That’s what “arming” means — you’re not hiring temps, you’re training special forces.

Two Execution Models for Agents: Spawn vs Delegate

Spawn vs Delegate: Two Agent Dispatch Patterns

When your main agent needs another agent’s help, there are two fundamentally different models. These aren’t industry-standard terms — they’re a classification framework I’ve distilled from practice.

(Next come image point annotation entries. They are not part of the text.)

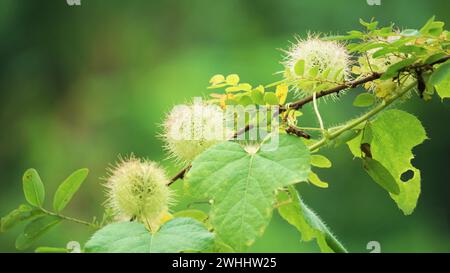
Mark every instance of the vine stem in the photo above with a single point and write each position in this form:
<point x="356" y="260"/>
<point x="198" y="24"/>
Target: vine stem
<point x="316" y="109"/>
<point x="355" y="122"/>
<point x="64" y="217"/>
<point x="299" y="104"/>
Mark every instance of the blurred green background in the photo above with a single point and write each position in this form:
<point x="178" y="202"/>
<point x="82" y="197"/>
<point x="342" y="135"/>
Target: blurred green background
<point x="80" y="85"/>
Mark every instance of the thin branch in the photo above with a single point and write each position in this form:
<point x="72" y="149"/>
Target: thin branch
<point x="92" y="225"/>
<point x="316" y="110"/>
<point x="300" y="103"/>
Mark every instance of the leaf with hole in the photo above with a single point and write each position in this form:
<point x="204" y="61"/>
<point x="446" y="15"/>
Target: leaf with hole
<point x="404" y="133"/>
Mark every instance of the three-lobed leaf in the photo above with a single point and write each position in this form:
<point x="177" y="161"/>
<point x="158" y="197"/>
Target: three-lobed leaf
<point x="241" y="182"/>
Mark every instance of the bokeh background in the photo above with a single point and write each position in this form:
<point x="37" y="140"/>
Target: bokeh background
<point x="81" y="85"/>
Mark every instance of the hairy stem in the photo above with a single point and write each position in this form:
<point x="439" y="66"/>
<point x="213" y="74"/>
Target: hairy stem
<point x="355" y="122"/>
<point x="78" y="221"/>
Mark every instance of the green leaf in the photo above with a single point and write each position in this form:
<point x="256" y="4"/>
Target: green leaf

Different agent frameworks may use different names, but the underlying tradeoffs are the same.

The Spawn Model

The main agent launches a brand-new agent session, gives it a task description and necessary context, then they operate independently. The spawned agent runs autonomously with its own context window, its own toolset, its own execution rhythm. Once done, it returns results to the main agent.

Spawn’s defining characteristic is session isolation. The two agents don’t share a context window; they communicate via message passing. Note: this isn’t OS-level process isolation — multiple agents can absolutely run within the same process. The key is that they hold independent conversation state. This has several direct consequences:

  • Good parallelism: multiple spawned agents can run simultaneously without blocking each other.
  • Fault isolation: one agent crashing doesn’t affect the others.
  • Context independence: each agent starts from a clean context, uncontaminated by other agents’ reasoning. This is critical for independent review.
  • High communication cost: every interaction is a full “pack-transmit-unpack” cycle. You can’t assume the other side “should know” something — you must explicitly pass all necessary information.

The Delegate Model

The main agent hands off a sub-task to a sub-routine via tool call. After execution, control returns to the main agent along with the results.

Delegate is more like a function call. Its defining characteristic is centralized control flow: the main agent always holds the reins, and the sub-routine is an extension of it rather than an independent entity.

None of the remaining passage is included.